Topic: Defect report: lvalue-to-rvalue conversion on one-past-the-end
Author: "Richard Smith"<richard@metafoo.co.uk>
Date: Tue, 8 Nov 2011 11:31:15 -0800 (PST)
Raw View
Hi,
In C89 and C99, it is not legal to (effectively) perform an lvalue-to-rvalue
conversion on a one-past-the-end pointer.
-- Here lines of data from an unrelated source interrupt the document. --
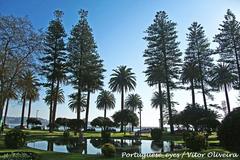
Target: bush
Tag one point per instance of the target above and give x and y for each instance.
(229, 131)
(15, 138)
(66, 134)
(36, 128)
(108, 150)
(195, 141)
(18, 156)
(156, 134)
(105, 134)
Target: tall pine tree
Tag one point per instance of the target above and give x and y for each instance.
(163, 50)
(54, 61)
(229, 43)
(198, 52)
(85, 66)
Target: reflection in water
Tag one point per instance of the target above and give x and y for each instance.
(93, 146)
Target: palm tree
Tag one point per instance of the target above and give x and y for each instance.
(122, 80)
(223, 77)
(190, 74)
(27, 83)
(32, 96)
(134, 102)
(157, 101)
(73, 103)
(105, 100)
(10, 94)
C99 TC3 6.5.6/8 says the following
about the result of adding a pointer and an integer:
"If the result points one past the last element of the array object, it
shall not be used as the operand of a unary * operator that is evaluated."
C++ copies the entire paragraph as [expr.add]/5, except for that one sentence.
Further, C++11 [basic.compound]/3 says:
"If an object of type T is located at an address A, a pointer of type cv T*
whose value is the address A is said to point to that object, regardless of
how the value was obtained. [ Note: For instance, the address one past the end
of an array (5.7) would be considered to point to an unrelated object of the
array s element type that might be located at that address. There are further
restrictions on pointers to objects with dynamic storage duration; see
3.7.4.3. end note ]"
This seems tantamount to saying that such pointers are legitimate to use, if
they happen to point to an object of the right type. Not only is this
problematic in theory, it's also problematic in practice -- existing compilers
for C++ optimize using the C rules, for instance for alias analysis. Consider
the following example:
#include<cstdint>
int main(int argc, char **argv) {
long long a[1] = { 10 }, b = 20;
if (a + 1 ==&b)
a[argc] = argc; // a[1] == *(a+1), which points to b,
// regardless of how the value was obtained
else if (&b + 1 == a)
a[-argc] = argc; // a[-1] == *(a-1), and a points one past
// the end of b, so this points to b
else
return 0;
return b;
}
Remarkably, when run with argc == 1, this does not appear to have undefined
behaviour; clearly it should! When built with many optimizing compilers this
code "incorrectly" returns 20.
In addition, this causes trouble for the [expr.const]/2 restriction that only
the active member of a union can have an lvalue-to-rvalue conversion performed
on it. Consider:
struct A {}; struct B {};
union U {
constexpr U(A, int n) : a(n) {}
constexpr U(B, int n) : b(n) {}
int a, b;
};
constexpr U arr[] = { { A(), 0 }, { B(), 0 } };
constexpr int *p =&arr[0].a; // ok
constexpr int *q = p + 1; // ok, one-past-the-end pointer
// points to arr[1].a and arr[1].b
constexpr int r = *q; // does this refer to a non-active member of the union?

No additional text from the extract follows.